Honorary Doctorate Lecture with Tia DeNora
Professor Tia DeNora will give an open lecture due to her appointment as Honorary Doctor at the University of Bergen. The lecture is titled "Music, for a While: On the Vitality of Health Humanities."
The 17th century poet John Dryden put it this way:
Music for a while
Shall all your cares beguile
Today, the research literatures across a range of disciplines confirm what many people know from personal experience – that music is a powerful medium, that music moves us, that music can help us. Music can help regulate emotion, promote mental health, maintain and support connections with others, scaffold cognitive, physical and physiological function, and offer a means of communication that dispenses with the need for verbal language. Music can help to redress physical and psycho-social pain. In all of these ways, music is revealed as a vital feature of human social being and wellbeing.
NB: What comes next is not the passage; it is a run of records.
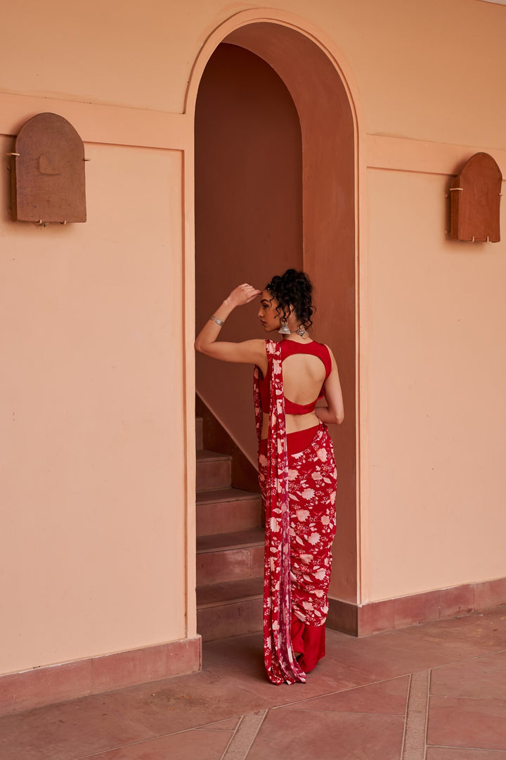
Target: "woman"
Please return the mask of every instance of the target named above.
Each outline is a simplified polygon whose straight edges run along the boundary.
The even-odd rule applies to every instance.
[[[304,682],[325,654],[337,474],[326,424],[343,421],[328,347],[310,338],[311,283],[288,269],[263,291],[236,287],[200,331],[198,351],[255,365],[259,480],[266,508],[264,659],[272,683]],[[236,306],[260,296],[259,317],[279,341],[218,341]],[[323,397],[326,406],[316,407]]]

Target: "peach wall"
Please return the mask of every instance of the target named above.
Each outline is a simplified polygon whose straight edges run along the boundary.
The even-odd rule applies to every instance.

Looking at music-in-action in these ways also helps us to appreciate the intimate links between mind, body, culture and social situation.
In this lecture Tia DeNora offers a perspective that highlights the humanistic features of how music helps. We will meet four different people – participants in research projects in the UK and in Norway. The projects, which involved long-term participant observation and which in most cases were conducted in collaboration with music therapists, explored: music in everyday life, music in and around a mental health facility, music in a neuro-disability care home, and music at end-of-life in hospices and hospitals. We learn from these people how, individually and in company with others, music is a crucial medium of human existence. Music helps us to make and hold on to meaning, to cope and dream, and, sometimes, to transcend challenges, together in time and place.
Format:
An informal lecture with Honorary Doctor Tia DeNora, including a short session for discussion, questions, and comments.